I don't get it. It seems to me, Rails is only using a concise way to describe URLs. It seems to me every URI is RESTful, in it's designed scope.
For example, I think GET /delete?student_id=3
is RESTful in the scope the the application itself.
Can anybody tell me which constrict does it violate? Please refer the constrict from the REST definition.
A GET
request should be idempotent and the request should not leave any side-effects on the server. Quoting from the HTTP spec sec 9.1.1:
In particular, the convention has been established that the GET
and HEAD
methods SHOULD NOT have the significance of taking an action other than retrieval. These methods ought to be considered "safe". This allows user agents to represent other methods, such as POST
, PUT
and DELETE
, in a special way, so that the user is made aware of the fact that a possibly unsafe action is being requested.
Therefore GET /delete?student_id=3
already violates the idempotency assumption of the GET
verb, since it will delete a record on the server.

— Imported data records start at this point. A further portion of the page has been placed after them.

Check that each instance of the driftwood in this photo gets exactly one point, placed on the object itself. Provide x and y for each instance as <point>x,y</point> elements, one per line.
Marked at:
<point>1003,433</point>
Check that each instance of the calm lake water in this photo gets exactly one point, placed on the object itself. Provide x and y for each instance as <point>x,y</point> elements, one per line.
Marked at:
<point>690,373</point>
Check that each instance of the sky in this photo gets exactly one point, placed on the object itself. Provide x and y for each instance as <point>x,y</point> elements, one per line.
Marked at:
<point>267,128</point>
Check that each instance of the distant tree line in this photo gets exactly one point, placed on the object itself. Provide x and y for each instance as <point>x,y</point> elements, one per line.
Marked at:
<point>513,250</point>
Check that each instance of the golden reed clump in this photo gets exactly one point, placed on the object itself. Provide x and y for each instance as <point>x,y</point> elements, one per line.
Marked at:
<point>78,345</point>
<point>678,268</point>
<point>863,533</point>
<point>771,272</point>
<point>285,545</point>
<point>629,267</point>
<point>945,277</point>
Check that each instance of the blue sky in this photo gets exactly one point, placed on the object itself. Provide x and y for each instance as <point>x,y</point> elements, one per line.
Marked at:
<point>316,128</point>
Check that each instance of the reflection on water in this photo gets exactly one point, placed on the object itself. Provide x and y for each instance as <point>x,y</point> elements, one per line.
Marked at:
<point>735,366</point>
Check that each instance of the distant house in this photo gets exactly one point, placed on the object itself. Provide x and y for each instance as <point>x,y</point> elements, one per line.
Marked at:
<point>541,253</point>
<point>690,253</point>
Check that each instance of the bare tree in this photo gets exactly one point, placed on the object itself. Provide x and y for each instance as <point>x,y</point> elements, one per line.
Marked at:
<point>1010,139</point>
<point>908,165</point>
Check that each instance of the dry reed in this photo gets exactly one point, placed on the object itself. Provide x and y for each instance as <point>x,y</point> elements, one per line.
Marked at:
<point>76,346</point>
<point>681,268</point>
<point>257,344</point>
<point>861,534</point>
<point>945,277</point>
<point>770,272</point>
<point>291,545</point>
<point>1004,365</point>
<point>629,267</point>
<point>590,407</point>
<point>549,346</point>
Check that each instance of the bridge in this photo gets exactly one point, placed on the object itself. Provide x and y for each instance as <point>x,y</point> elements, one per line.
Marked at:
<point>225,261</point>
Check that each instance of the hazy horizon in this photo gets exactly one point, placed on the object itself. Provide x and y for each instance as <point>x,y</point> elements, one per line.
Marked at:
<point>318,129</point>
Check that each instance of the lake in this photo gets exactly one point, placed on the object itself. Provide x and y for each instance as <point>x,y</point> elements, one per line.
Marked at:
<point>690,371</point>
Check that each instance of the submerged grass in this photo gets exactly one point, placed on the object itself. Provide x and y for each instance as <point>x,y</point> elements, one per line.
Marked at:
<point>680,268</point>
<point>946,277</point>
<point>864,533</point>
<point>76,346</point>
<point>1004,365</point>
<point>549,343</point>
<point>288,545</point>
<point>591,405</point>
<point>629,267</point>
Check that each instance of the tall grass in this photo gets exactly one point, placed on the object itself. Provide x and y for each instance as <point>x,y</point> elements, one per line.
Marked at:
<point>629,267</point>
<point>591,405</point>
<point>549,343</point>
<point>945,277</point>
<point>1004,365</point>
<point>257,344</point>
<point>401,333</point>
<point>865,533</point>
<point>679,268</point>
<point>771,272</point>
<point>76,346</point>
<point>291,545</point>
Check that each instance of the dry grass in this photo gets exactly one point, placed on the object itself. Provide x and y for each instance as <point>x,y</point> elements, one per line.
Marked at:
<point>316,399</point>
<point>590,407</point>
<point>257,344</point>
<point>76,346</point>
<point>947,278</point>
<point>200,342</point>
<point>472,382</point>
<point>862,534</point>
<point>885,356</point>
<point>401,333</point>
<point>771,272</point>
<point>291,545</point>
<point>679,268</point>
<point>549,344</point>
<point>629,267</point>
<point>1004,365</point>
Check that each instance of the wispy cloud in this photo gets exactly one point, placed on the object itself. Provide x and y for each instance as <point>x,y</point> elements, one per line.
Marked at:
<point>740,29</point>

A RESTful interface is a uniform interface, which in other words means that a GET
is supposed to behave as required by the HTTP spec. And this is what the spec says:
The GET
method means retrieve whatever information (in the form of an
entity) is identified by the Request-URI. If the Request-URI refers
to a data-producing process, it is the produced data which shall be
returned as the entity in the response and not the source text of the
process, unless that text happens to be the output of the process.
...
It seems to me, Rails is only using a
concise way to describe URLs. It seems
to me every URI is RESTful, in it's
designed scope.
URIs are neither RESTful or non-RESTful. REST is an architectural style for which you need to consider the overall application.
GET
is the method for the retrieval request. If you want to put this in the context of the REST dissertation, if your GET
request has side-effects, it will then break a few other constraints, for example regarding the cache.
You could also potentially design a RESTful system where a GET /delete?student_id=3
request gives you a representation telling you (or asking you to confirm) that you want to delete that student, so long as it doesn't actually perform the delete operation.
A GET should be safe to be RESTful, but obviously combined with a delete it is unsafe.
So it looks RESTful but doesn't act RESTful. So it fails the duck test.
See Section 5.1.5. Your example violates the uniform interface constraint. It does this by violating the HTTP spec.